From Mayor Tishaura O. Jones:
As of yesterday, there are no detainees remaining in the Medium Security Institution, commonly known as the Workhouse. Nearly five years ago, I publicly called for the closure of the Workhouse and argued that there are better ways to invest St. Louis’ precious resources. When the new budget goes into effect on July 1, the Workhouse will be fully defunded; all Workhouse staff and City Justice Center (CJC) staff will have been consolidated; and we will continue to move forward with a new vision for public safety.
But we have much more work to do.
The past six months have revealed systemic problems within the CJC, and we are actively implementing repairs and upgrades that prioritize the health, safety, and wellbeing of both detainees and staff. As this continues over the next six to nine months, the CJC will be operating with reduced capacity. This means that we currently have less flexibility to respond to a population surge than we would under normal circumstances. Taking into account this reality, and the concerns that have been raised in recent weeks, we have decided to temporarily maintain a single auxiliary pod in the rear of the current MSI complex that can be activated in the event of overflow population at the CJC.

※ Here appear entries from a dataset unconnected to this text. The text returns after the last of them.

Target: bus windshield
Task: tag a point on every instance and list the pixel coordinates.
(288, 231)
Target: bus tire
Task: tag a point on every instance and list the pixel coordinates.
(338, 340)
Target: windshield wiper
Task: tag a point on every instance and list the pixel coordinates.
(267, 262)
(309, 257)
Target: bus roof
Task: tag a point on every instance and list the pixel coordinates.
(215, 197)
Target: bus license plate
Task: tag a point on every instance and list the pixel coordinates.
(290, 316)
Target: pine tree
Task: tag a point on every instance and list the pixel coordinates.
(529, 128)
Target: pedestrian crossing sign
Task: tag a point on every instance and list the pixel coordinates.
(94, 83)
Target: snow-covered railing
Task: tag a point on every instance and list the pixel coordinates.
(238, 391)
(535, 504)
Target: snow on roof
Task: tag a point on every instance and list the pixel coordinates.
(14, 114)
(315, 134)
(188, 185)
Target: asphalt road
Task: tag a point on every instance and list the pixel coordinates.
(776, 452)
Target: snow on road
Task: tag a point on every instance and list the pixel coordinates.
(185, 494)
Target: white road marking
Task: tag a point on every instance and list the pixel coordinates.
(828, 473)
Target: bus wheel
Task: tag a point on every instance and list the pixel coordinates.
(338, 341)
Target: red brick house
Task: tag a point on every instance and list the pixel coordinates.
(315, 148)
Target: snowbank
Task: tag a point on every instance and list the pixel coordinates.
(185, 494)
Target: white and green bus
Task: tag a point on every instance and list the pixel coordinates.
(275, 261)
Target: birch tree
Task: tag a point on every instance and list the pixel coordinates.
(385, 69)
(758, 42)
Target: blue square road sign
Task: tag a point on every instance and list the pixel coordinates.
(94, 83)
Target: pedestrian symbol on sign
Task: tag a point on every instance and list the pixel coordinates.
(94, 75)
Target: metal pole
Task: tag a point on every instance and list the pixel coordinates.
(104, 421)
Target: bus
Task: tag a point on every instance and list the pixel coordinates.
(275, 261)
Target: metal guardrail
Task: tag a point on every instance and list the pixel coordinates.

It is my hope to keep the population in the auxiliary pod at zero, and to permanently close the pod when CJC repairs have been completed. This will require our continued commitment and a collective effort to divert people from the failed arrest-and-incarcerate model and further reduce the number of people in our custody.
Many people, including those within City government, the Circuit Attorney’s Office, the courts, and various community and advocacy organizations, have worked very hard to reduce our jail population to a level that enables us to take this step of consolidating our detainees into one facility. We will be calling on those same partners now to deepen and expand this effort.
There is a common refrain among those who have opposed closing this outdated facility that “closing a building is not criminal justice reform.” I agree. This permanent reduction in our city’s capacity to incarcerate people whose challenges are better met with support and services is not mere reform; it is a transformation of our city’s approach to public safety. It will require courage, creativity, and a lot of hard work. I am committed to that work.
I congratulate those whose struggle and persistence have brought us to this significant moment, and I am especially excited for the community-driven process that is already underway to reimagine new uses for the space currently occupied by the Workhouse. I look forward to repurposing that space in a way that reflects the needs, desires, and aspirations of our communities.